- Release poster
- Directed by: Tony Olmos
- Written by: Tony Olmos
- Produced by: Tony Gorodeckas; Tony Olmos;
- Starring: Tony Gorodeckas; Noor Razooky; Teresa Suarez Grosso; Brian Patrick Butler; Kayla Schaffroth; Kelly Potts; Mark Atkinson;
- Edited by: Tony Olmos
- Music by: Tony Olmos
- Production company: Rosewood Five
- Distributed by: BayView Entertainment
- Release dates: December 10, 2021 (Shockfest Film Festival); December 30, 2025 (VOD);
- Country: United States
- Language: English
- Budget: $15,000

= Continuance (film) =

2021 film by Tony Olmos

Continuance is a 2021 American comedy horror slasher film written and directed by Tony Olmos, who also produced with Tony Gorodeckas.
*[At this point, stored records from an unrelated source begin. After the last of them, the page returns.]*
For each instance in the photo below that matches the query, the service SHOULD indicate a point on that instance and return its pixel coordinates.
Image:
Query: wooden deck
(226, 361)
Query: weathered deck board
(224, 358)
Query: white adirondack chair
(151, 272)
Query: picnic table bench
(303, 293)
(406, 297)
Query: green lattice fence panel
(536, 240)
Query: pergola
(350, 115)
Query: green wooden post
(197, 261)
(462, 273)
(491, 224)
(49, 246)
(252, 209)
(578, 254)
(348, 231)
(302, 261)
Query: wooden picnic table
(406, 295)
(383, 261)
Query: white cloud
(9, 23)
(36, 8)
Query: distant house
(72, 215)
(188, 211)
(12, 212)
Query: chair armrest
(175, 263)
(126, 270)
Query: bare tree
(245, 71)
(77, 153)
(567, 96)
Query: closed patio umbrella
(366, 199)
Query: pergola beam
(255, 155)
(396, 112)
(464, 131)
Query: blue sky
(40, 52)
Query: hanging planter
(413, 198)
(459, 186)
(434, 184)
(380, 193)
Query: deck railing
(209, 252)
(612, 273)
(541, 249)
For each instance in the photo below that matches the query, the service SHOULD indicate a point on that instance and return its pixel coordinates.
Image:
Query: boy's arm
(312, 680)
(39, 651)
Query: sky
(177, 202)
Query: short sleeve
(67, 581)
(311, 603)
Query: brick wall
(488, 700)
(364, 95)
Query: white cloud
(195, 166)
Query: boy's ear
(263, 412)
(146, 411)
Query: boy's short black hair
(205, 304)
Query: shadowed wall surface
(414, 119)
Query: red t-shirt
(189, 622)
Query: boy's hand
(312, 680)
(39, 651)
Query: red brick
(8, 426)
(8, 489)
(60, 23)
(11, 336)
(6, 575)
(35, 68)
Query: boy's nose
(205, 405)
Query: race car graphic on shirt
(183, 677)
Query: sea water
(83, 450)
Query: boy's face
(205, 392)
The film stars Gorodeckas, Noor Razooky, Teresa Suarez Grosso, Brian Patrick Butler, and Kayla Schaffroth.

== Premise ==
A serial killer goes on a supply run during an economic collapse, with his wife and housekeeper in tow.

== Production ==
The film is a follow up to Olmos' debut film South of 8. It was shot in 2018 throughout San Diego and Ramona, and was made with a five person crew for a budget around $15,000. A posthumous release and the final role for actor Tomas Navarro.

== Release ==
The film's festival run was affected by the COVID-19 pandemic and production setbacks delayed its streaming release. Continuance premiered on December 10, 2021 at Shockfest Film Festival. It was released on video on demand on December 30, 2025, distributed by BayView Entertainment.

== Reception ==
Bobby LePire at Film Threat said that while the beginning is off-putting, they scored it 8 out of 10 saying that the "uniformly solid cast, effective cinematography, and editing all contribute to its success in communicating its horror and comedy elements." Jason Knight at UK Film Review scored it 3 out of 5, claiming it is for those that "appreciate dark humour, intriguing characters and gore." Kirk Fernwood said it is 3.5 out of 5, stating it is "a blunt force exercise in straight-up insanity paired with legitimately valid statements about the state of our current society." Mark Lakatos scored it 3 out of 5 and said that the "unique visuals and chilling atmosphere make for a solid dose of psychological horror." Stephanie Malone at Morbidly Beautiful compared the character Jordan to Patrick Bateman. They said the film does have its flaws, but scored it 3 out of 5 claiming it is a "smart and satisfyingly sinister film" that is "worthy of an audience." Razooky was nominated for Best Actress at the San Diego Film Awards in 2020.